Nach dem Gipfel der Kanzlerin mit den Ministerpräsidenten sind viele Fragen offen. Hinzu kommt: Die Dinge, die feststehen sorgen vor allem für Kritik.
23.03.2021 - 19:23 Uhr Kommentieren
Der Spaziergang ist auch Ostern 2021 eine der wenigen erlaubten Freizeitbeschäftigungen. Quelle: mauritius images / Olaf Doering / Alamy
Leere Kneipenmeile, gut besuchtes Rheinufer

Der Spaziergang ist auch Ostern 2021 eine der wenigen erlaubten Freizeitbeschäftigungen.

(Foto: mauritius images / Olaf Doering / Alamy)

Berlin, Düsseldorf Angela Merkel (CDU) und die Ministerpräsidenten haben bis tief in die Nacht verhandelt. Doch trotz zwölfstündiger Beratungen blieb vieles vage. Klar ist: Der Lockdown wird bis zum 18. April verlängert und über Ostern verschärft. Wie genau aber diese „erweiterte Ruhezeit“ umgesetzt werden soll, was es für Unternehmen und Arbeitnehmer bedeutet, blieb zunächst offen.

Am Dienstag liefen die Beratungen zwischen Bund und Ländern weiter.
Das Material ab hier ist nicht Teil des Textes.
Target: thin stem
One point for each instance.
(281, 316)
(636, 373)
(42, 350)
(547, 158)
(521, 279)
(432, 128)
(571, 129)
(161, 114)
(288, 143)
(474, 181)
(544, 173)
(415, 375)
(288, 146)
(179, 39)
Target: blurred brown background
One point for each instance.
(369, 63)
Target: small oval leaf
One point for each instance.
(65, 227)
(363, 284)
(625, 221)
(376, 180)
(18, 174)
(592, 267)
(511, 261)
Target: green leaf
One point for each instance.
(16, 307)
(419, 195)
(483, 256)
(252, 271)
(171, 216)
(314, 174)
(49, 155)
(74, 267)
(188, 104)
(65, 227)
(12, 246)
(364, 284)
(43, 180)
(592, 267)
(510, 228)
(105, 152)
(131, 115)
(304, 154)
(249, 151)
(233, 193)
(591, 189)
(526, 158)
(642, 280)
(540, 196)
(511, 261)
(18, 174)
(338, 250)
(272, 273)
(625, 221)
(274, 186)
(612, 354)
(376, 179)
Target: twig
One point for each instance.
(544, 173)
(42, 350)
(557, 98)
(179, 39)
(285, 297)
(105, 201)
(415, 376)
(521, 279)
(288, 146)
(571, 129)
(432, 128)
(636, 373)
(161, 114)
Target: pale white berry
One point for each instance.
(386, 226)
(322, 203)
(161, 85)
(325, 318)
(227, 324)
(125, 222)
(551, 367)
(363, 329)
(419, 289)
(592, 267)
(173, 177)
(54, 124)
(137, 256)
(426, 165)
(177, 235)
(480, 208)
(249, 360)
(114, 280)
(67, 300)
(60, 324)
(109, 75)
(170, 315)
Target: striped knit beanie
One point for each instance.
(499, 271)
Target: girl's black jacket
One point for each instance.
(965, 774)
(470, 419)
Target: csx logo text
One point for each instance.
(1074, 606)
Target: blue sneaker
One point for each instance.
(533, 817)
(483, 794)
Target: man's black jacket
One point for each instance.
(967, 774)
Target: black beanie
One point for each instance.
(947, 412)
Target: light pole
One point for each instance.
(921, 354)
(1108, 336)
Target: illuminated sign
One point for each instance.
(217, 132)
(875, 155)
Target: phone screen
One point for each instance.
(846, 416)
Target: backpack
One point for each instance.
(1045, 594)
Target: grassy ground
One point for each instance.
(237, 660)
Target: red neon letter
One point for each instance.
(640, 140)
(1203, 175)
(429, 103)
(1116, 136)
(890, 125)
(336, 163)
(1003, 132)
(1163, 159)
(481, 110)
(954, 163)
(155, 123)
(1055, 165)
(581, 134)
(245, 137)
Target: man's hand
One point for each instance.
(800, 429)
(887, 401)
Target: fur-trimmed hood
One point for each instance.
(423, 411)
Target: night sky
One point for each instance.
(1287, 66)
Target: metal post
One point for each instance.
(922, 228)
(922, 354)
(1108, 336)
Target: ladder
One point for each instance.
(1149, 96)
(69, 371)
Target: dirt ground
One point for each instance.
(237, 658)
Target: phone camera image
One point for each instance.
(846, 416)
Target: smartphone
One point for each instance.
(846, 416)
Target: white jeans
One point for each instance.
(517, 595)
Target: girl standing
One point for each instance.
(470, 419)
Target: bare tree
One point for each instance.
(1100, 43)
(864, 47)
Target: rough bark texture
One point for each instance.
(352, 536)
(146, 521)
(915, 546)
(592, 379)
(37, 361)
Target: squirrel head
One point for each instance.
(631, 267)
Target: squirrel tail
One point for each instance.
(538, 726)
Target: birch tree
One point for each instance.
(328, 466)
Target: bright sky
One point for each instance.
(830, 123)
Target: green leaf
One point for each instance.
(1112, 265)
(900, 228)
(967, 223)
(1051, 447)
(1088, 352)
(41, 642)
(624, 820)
Das Bundesinnenministerium wurde beauftragt, eine Regelung zu erarbeiten. Nach Aussagen von Ministerpräsidenten soll der Gründonnerstag ein Feiertag werden und sollen Unternehmen entsprechend schließen.

Kritik kam aus der Wirtschaft: „Industrieproduktion lässt sich nicht an- und abschalten wie das Licht im Ministerium“, sagte der Hauptgeschäftsführer des Chemiearbeitgeberverbands BAVC, Klaus-Peter Stiller dem Handelsblatt. Das Institut der deutschen Wirtschaft (IW) schätzt, dass ein weiterer Feiertag rund sieben Milliarden Euro Wertschöpfung kosten würde.

Angesichts der steigenden Infektionszahlen sei die beschlossene Verlängerung des Lockdowns verständlich, sagte die Wirtschaftsweise Monika Schnitzer. Für die nunmehr besonders lange geschlossenen Unternehmen verlangte sie, die bestehenden Überbrückungshilfen mit neuen Instrumenten zu ergänzen.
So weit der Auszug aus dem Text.